Once on the ground, the enemy rushed to attack. Three of them were heading directly for Magatha. Fully awake now, she frowned and reached into a small pouch she carried by her side. Her fingers closed on one of her totems. The elements responded—the sky was suddenly ripped open by jagged bolts of lightning, several of which shot like spears directly at the enemy. Many of them fell at once. But in the chaos that ensued, another zeppelin moved into position and unloaded its dangerous passengers.

Magatha snarled and lifted her hands to the sky. Lightning speared one of the zeppelins. It caught fire immediately, the blaze racing hungrily along, devouring the enormous rigid balloon frame in seconds. The pilot somehow managed to steer it so that it careened right into the flight tower.

Magatha swore. The wyverns trapped within would be of no use to them as burned corpses. The late goblin pilot had made the destruction of his ship count.

But there was no time to ponder the incident. A huge explosion rocked High Rise of Thunder Bluff. The remaining zeppelin was dropping bombs. Bodies and pieces of bodies flew up into the air, illuminated by the dim, incongruously pink light of dawn. Rahauro grabbed his matriarch and steered her back from the conflict. She struck him angrily and returned to the fray.

"Get what wyverns we have and attack from the air!" she cried. "We've downed one of the zeppelins; let's get the other one!"

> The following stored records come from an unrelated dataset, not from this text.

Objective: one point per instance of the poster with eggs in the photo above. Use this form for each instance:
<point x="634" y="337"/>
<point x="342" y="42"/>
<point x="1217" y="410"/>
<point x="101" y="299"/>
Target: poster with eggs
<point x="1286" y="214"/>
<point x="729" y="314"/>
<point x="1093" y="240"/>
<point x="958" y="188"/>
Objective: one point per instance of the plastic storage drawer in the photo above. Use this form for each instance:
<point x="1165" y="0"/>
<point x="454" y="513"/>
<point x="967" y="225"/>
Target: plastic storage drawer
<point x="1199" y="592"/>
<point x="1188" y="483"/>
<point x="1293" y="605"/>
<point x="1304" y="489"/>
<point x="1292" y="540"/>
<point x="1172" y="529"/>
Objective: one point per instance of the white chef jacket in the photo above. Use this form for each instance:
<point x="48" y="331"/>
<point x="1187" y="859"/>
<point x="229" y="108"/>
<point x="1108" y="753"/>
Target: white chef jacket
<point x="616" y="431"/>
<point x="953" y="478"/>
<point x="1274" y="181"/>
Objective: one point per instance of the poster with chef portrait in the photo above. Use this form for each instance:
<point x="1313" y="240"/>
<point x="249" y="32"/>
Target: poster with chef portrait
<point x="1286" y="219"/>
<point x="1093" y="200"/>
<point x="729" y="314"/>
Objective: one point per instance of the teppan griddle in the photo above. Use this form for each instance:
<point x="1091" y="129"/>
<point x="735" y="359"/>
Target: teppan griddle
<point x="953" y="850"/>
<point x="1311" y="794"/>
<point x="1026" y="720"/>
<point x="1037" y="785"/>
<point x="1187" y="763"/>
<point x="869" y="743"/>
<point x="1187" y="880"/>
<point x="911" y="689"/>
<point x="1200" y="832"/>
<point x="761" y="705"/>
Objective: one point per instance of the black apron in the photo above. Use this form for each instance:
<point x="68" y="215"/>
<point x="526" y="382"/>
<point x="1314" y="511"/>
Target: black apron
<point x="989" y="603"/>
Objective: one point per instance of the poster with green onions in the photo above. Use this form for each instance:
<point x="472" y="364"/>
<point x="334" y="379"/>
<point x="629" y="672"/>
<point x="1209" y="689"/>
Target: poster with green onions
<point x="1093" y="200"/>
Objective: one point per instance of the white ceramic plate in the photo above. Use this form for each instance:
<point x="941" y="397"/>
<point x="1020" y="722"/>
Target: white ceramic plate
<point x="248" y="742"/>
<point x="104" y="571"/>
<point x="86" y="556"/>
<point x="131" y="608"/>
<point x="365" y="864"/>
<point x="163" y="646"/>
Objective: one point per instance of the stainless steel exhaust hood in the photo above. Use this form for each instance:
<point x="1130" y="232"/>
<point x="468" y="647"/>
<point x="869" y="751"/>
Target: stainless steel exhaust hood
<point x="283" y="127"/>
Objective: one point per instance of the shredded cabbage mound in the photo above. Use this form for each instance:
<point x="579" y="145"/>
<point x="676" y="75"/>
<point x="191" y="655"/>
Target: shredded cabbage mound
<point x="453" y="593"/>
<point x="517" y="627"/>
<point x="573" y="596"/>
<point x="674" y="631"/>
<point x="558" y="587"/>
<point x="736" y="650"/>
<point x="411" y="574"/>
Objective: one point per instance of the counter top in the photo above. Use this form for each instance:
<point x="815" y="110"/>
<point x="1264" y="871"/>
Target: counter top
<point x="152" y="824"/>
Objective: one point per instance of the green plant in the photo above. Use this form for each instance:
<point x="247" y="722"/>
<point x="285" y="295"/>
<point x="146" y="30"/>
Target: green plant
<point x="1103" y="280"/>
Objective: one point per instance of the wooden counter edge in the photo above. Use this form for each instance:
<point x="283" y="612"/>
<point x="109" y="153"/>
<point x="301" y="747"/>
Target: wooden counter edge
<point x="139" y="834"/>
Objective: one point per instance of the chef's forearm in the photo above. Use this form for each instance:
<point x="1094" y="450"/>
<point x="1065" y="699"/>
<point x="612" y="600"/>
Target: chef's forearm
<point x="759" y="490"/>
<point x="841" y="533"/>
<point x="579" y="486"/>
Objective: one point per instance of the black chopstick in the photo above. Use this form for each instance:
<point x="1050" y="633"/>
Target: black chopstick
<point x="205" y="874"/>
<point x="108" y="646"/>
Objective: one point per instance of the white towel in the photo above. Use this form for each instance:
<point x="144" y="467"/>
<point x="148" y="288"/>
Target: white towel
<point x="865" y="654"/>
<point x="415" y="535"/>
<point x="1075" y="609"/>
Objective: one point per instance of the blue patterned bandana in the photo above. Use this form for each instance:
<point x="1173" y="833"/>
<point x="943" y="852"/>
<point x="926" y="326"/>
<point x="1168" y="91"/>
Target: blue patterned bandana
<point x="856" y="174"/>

"Other… two," Rahauro corrected.

A huge storm crow landed beside Baine. It shapeshifted, twisted, and Hamuul told his chieftain, "We lost one of the zeppelins. But all their attention is focused on High Rise. Stormsong's thundercloud worked perfectly."

Baine nodded his approval. The first wave was the most dramatic. They had the element of surprise, of shock and startlement, and Magatha and her best fighters were swarming over that level now. They were fighting the several dozen who had been lowered from the zeppelins to attack and distract them from the slower, but harder to stop, rogues stealthily moving to Hunter, Elder, and Spirit Rises. Baine was giving the Grimtotem a taste of their own medicine—cutting them off from one another. Except whereas the Grimtotem had slain the shaman, druids, and hunters, Baine's troops were merely cutting the ropes of the bridges that connected the smaller rises to the main rise. Some arrows, bullets, and spells would reach across the space between the rises, but the vast majority would not.

Several of the mercenary trolls he had hired were also hard at work. They were swiftly and implacably scaling the sheer bluff. Bombs had been carefully placed for just such an attempt; these were carefully defused.

The lifts, not surprisingly, were set to blow. These were more complicated and were taking much longer. For the moment the distraction on High Rise had worked, and no one had thought to blow the lifts.

Yet.

* * *

What wyverns were left were swiftly prepared for flight, and the Grimtotem took the fight to the zeppelins. Grimtotem hunters mounted on the winged, lionlike creatures were able to fire directly on the crew and fighters on the deck—even those druids who had assumed storm crow form and were swooping down for the fight. But the Grimtotem were met with equal force as guns and arrows were fired directly at them. Magatha watched as one Grimtotem hunter was sprung upon by a great horned cat that sank its teeth in the hapless tauren's throat. Druid and hunter both toppled from the wyvern, the druid changing into storm crow shape a scant few feet above the rise. The hunter struck the ground hard and lay still.

Corpses were everywhere. It was time to retreat. There were Forsaken magi in a cavern containing bodies of water known as the Pools of Vision; they could, if properly persuaded, create a portal to whisk Magatha away to safety. The traditional ramp that led down to each level had been bombed by a zeppelin and was still smoking. Magatha gestured, then turned and leaped down to the second rise. Rahauro and several others followed her, weapons in hand. Bloody hand - to - hand combat was rampant as well. A shadow fell over her, and she glanced up to see one of the two remaining zeppelins.